Moi, candidat de Mark Twain

 

Le fantôme de l’opéra de Gaston Leroux

 

Kôsaku de Yasushi Inoue

Le récit touchant sous la forme d’un roman, de l’enfance de l’auteur dans un village reculé du Japon au début du 20ème siècle. Intelligent et bien écrit.

 

En avant, route ! d’Alix de Saint-André

 

Vers la révolution intérieure de Krishnamurti

J’ai été assez déçu par ce livre, alors que cela faisait plusieurs années que je me promettais de lire ce grand penseur spirituel indien du 20ème siècle, qui a inspiré notamment Aldous Huxley. La raison en est-elle qu’il s’agit ici de la retranscription de différentes conférences qu’il a données à travers son pays, d’où l’oralité du style et une inévitable répétition ? Mystère.

 

Un amour de Swann de Marcel Proust

Après avoir découvert Proust en première littéraire grâce à un prof extraordinaire, il m’avait fallu plusieurs années avant de lire en entier le premier tome d’A la recherche du temps perdu d’où provenaient les extraits étudiés en classe. En effet, au-delà de ses phrases à rallonge qui demandent un effort de concentration même au lecteur aguerri, les thèmes abordés et le point de vue ne sont pas forcément ceux qui parlent le plus à un adolescent. J’en avais gardé un bon souvenir cependant et c’est avec plaisir que je me suis replongé dedans. Ce second livre m’a un peu surpris, car bien que l’on retrouve le style magnifique de l’auteur, sa quête poétique du souvenir est un peu suspendue par cette histoire d’amour vécue par Swann, personnage dont Proust parle à la troisième personne mais dont on devine que les origines puisent bien souvent en lui-même.
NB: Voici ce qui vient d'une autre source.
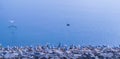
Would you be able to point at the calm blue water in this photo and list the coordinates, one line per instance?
(40, 21)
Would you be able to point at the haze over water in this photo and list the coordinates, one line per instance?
(92, 22)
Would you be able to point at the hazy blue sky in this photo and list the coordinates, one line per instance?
(94, 22)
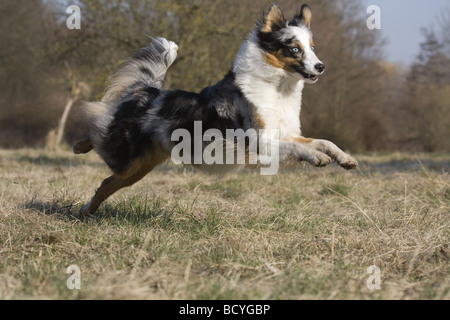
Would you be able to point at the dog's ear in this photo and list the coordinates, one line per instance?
(273, 20)
(303, 18)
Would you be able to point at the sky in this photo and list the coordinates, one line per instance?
(401, 21)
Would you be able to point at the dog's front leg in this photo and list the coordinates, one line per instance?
(343, 159)
(289, 150)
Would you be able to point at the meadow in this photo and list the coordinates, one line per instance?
(306, 233)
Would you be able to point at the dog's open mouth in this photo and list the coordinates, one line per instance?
(309, 77)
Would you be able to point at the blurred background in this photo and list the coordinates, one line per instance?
(384, 90)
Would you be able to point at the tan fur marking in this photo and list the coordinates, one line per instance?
(307, 16)
(273, 18)
(301, 140)
(279, 60)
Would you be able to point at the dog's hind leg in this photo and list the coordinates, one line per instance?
(83, 146)
(109, 187)
(136, 172)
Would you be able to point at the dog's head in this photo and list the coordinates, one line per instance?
(288, 45)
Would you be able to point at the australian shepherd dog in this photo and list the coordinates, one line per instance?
(131, 127)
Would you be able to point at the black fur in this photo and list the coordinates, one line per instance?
(133, 132)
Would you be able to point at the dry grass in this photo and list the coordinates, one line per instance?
(304, 234)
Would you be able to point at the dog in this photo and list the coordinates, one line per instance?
(131, 127)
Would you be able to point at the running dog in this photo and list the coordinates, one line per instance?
(131, 127)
J’y ai apprécié la critique sociale des milieux bourgeois et aristocratiques que je n’avais pas perçue dans Combray, bien qu’elle y soit en mode mineur et qui est faite non sans humour sur un constat désespéré. En revanche, malgré toute l’admiration que j’ai pour cet auteur, je dois avouer m’être plusieurs fois ennuyé devant les développements quasi sans fin des sentiments du personnage principal, dont la mollesse d’esprit finit en outre par devenir agaçante. Mais peut être cela était-il nécessaire tellement Proust est l’écrivain de l’infime et écrit sur ce qui échappe aux autres, comme lorsqu’une phrase musicale entendue lors d’une soirée mondaine lui fait prendre conscience du moment précis où il comprend que son amour s’éteint.